Animals and allocation to treatment
All koalas presented to AZWH with ocular or urogenital signs of chlamydiosis from June 2016 to June 2017 were assessed for inclusion in this study. A total of 86 koalas, 48 males and 38 females, were suitable for inclusion based on high probability of recovery. Koalas being treated ranged in age between 1 and 10 years, as determined by tooth wear class [13]. Eligible animals were assigned to a treatment group on the basis of temperament, disease severity, body condition and history of previous antibiotic treatment. Of the 86 koalas treated, 6 required re-treatment, bringing the total number of overall antibiotic treatments to 92 (Table 1). Anxious or aggressive koalas were treated with antibiotics requiring less frequent administration. Koalas which had been treated and released previously and returned with clinical signs of chlamydiosis were not treated again with chloramphenicol. All koalas were treated and assessed at AZWH under consistent conditions of husbandry and nutrition.

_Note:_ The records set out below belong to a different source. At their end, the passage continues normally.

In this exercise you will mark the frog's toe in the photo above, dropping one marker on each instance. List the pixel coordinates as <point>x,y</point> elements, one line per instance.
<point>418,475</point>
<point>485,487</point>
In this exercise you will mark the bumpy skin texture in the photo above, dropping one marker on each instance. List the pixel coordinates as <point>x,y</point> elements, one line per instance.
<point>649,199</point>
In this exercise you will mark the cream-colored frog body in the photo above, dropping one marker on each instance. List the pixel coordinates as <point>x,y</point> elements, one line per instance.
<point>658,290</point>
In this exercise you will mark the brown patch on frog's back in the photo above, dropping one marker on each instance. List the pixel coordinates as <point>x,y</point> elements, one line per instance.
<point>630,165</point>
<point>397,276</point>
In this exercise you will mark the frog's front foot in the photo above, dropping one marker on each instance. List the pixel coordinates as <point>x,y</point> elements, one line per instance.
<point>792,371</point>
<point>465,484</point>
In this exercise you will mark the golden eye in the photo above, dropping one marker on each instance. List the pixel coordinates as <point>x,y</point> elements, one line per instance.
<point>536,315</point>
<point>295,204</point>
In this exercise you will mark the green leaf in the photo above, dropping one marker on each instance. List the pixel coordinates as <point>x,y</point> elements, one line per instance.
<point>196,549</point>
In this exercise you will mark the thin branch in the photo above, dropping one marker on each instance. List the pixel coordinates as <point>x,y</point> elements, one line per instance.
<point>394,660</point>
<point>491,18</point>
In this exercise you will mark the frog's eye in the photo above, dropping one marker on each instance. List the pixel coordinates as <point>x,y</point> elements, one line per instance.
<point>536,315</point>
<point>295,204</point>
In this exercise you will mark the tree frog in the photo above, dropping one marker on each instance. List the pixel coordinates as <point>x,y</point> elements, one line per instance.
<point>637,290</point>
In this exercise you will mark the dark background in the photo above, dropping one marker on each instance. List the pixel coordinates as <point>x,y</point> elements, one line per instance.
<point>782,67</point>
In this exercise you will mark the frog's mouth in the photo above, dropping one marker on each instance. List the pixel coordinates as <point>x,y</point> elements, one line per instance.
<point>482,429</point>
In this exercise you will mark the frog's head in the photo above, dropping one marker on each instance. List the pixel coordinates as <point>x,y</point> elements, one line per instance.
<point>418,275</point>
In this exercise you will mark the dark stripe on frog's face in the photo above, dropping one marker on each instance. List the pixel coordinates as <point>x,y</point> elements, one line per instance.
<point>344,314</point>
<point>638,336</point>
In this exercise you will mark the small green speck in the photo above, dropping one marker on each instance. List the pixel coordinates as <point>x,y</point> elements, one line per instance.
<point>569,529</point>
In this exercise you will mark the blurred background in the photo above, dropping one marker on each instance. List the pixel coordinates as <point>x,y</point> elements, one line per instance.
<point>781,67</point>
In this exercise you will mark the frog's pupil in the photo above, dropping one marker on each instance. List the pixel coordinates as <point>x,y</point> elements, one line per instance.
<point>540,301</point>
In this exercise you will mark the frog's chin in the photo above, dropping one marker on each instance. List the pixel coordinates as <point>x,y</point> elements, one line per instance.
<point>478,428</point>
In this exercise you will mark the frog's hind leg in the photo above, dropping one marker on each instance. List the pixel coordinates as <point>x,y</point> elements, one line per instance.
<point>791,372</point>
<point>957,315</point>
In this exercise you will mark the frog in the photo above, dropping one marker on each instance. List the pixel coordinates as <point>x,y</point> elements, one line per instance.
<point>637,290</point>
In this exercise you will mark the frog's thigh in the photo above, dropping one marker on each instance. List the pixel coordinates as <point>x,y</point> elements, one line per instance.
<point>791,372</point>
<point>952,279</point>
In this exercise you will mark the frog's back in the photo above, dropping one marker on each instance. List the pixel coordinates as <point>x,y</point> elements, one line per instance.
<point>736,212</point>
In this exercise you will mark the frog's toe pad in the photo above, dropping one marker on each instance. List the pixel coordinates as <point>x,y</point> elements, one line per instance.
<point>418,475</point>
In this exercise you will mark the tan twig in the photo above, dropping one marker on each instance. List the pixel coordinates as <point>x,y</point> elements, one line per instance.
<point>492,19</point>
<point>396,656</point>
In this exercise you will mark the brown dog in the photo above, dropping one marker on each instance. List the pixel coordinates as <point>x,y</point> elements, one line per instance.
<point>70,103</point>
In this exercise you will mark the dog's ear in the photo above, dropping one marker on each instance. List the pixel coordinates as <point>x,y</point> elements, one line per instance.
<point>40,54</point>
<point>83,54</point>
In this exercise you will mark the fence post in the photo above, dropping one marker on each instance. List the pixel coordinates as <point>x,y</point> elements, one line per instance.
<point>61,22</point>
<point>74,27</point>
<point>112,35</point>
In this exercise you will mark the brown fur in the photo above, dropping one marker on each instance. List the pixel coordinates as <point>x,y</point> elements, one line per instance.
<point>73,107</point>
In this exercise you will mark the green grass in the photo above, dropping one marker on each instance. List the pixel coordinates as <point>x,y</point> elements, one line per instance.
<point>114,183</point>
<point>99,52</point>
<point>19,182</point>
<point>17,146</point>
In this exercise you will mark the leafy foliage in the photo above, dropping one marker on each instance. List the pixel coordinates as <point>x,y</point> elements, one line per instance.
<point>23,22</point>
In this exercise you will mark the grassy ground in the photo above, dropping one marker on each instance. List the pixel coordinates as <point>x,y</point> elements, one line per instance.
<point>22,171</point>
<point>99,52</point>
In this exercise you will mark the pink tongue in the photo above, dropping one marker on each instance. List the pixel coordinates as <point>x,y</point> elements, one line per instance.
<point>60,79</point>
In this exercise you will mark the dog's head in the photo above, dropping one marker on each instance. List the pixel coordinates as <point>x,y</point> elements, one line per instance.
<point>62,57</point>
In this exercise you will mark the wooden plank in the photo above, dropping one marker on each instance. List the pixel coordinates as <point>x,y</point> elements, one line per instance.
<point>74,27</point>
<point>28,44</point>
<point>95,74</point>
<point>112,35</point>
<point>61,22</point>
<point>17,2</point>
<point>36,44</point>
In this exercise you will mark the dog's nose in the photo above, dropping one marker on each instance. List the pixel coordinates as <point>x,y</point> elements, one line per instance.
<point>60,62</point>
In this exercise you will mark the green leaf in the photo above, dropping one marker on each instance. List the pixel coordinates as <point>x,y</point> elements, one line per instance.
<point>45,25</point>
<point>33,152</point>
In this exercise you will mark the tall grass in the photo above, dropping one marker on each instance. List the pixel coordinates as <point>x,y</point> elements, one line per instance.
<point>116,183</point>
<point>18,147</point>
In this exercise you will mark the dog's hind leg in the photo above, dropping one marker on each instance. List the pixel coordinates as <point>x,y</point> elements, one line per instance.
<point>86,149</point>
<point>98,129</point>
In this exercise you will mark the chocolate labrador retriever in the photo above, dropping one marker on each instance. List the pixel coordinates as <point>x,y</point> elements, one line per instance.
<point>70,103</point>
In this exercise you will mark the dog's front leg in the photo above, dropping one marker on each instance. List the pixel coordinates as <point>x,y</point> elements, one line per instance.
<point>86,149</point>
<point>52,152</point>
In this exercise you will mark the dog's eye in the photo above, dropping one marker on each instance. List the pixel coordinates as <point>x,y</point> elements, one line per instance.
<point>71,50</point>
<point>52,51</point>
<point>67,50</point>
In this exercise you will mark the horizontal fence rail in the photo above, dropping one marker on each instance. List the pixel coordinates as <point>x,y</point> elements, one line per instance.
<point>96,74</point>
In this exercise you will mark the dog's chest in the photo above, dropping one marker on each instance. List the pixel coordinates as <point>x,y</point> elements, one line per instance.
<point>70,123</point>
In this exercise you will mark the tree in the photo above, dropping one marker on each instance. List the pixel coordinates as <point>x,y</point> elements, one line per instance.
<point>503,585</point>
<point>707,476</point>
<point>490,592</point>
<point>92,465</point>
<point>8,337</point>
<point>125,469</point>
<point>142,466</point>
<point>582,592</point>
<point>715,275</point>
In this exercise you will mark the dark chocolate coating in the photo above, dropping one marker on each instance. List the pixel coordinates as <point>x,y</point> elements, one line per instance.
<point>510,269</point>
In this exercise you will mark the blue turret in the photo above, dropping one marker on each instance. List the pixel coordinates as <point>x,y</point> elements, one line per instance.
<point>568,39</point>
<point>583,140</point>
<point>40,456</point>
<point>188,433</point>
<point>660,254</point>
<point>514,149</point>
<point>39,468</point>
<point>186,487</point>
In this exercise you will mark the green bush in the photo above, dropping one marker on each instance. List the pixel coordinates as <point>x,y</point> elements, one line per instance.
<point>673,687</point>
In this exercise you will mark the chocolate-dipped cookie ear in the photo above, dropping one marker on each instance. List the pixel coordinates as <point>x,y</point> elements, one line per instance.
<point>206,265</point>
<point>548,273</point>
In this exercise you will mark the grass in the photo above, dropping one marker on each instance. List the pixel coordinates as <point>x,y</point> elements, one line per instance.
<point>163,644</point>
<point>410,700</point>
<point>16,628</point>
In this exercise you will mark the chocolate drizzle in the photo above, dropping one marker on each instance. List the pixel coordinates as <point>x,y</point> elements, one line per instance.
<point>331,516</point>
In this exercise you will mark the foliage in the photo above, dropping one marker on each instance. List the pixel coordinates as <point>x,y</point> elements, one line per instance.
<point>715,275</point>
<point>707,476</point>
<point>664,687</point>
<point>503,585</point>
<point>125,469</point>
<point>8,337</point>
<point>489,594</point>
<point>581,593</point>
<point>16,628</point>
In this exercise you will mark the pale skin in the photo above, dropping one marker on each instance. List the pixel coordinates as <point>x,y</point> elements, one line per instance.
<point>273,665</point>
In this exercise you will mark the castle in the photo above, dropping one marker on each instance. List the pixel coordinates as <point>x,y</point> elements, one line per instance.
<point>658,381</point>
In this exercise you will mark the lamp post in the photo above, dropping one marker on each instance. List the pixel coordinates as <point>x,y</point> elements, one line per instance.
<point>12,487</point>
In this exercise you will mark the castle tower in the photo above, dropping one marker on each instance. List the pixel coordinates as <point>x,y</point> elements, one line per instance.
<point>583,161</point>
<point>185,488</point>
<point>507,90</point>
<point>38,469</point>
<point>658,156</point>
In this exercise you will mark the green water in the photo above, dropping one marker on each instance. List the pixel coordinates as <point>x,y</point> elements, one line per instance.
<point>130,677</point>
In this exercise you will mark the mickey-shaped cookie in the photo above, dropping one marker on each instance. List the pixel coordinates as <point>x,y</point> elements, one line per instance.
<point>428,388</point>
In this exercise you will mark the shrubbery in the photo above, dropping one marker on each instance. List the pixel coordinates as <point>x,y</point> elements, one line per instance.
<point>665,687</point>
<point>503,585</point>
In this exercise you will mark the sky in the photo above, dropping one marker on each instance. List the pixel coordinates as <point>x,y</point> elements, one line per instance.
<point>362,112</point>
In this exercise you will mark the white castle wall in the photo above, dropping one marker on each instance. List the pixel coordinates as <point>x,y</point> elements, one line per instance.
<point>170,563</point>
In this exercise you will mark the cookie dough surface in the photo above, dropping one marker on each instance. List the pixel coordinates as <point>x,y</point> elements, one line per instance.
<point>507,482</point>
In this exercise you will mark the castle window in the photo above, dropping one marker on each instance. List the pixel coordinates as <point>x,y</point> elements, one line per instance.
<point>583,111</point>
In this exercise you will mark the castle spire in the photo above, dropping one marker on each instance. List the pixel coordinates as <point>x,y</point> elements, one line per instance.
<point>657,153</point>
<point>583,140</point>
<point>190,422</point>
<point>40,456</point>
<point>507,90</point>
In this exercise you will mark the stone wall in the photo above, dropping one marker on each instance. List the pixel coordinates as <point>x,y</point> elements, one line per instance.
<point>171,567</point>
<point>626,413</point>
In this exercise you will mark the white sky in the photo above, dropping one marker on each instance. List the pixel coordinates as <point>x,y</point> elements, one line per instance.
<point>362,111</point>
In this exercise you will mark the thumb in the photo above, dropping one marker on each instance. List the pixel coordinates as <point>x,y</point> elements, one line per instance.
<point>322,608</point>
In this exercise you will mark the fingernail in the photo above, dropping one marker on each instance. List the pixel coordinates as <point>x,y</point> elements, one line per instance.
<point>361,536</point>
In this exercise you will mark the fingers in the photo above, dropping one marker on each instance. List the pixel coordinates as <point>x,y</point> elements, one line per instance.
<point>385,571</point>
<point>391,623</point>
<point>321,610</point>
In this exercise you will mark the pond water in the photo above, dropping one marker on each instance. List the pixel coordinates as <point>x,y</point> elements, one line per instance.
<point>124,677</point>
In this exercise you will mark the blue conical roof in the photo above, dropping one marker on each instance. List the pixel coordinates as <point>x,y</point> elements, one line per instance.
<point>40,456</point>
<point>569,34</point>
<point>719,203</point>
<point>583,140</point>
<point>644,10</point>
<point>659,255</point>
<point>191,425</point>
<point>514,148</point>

Koala which recovered were released within their prescribed habitat (within 5 km of point of rescue) (Table 1).
Animals which exhibited pain on urination during the treatment trial were additionally treated with analgesics and/or anti-inflammatory drugs as indicated. This included Temgesic® (Indivior: buprenorphine 300ug/kg @ 0.01 mg/kg I/M every 8 hours as required), Rimadyl® (Zoetis: Carprofen 50 mg/ml @ 4 mg/kg loading dose followed by 2 mg/kg S/C SID for 5–7 days), or Pentosan® (Ceva: Pentosan Polysulphate 100 mg/ml @ 3 mg/kg S/C every 7 days x 4).
Koalas which did not respond to treatment, had life threatening side effects, or developed life threatening issues unrelated to chlamydiosis treatment were euthanised by sedating with intramuscular Alfaxan® (Jurox: alfaxalone 10 mg/ml) and then euthanased with intravenous Lethabarb® (Virbac: pentobarbitone 325 mg/ml) (Table 1).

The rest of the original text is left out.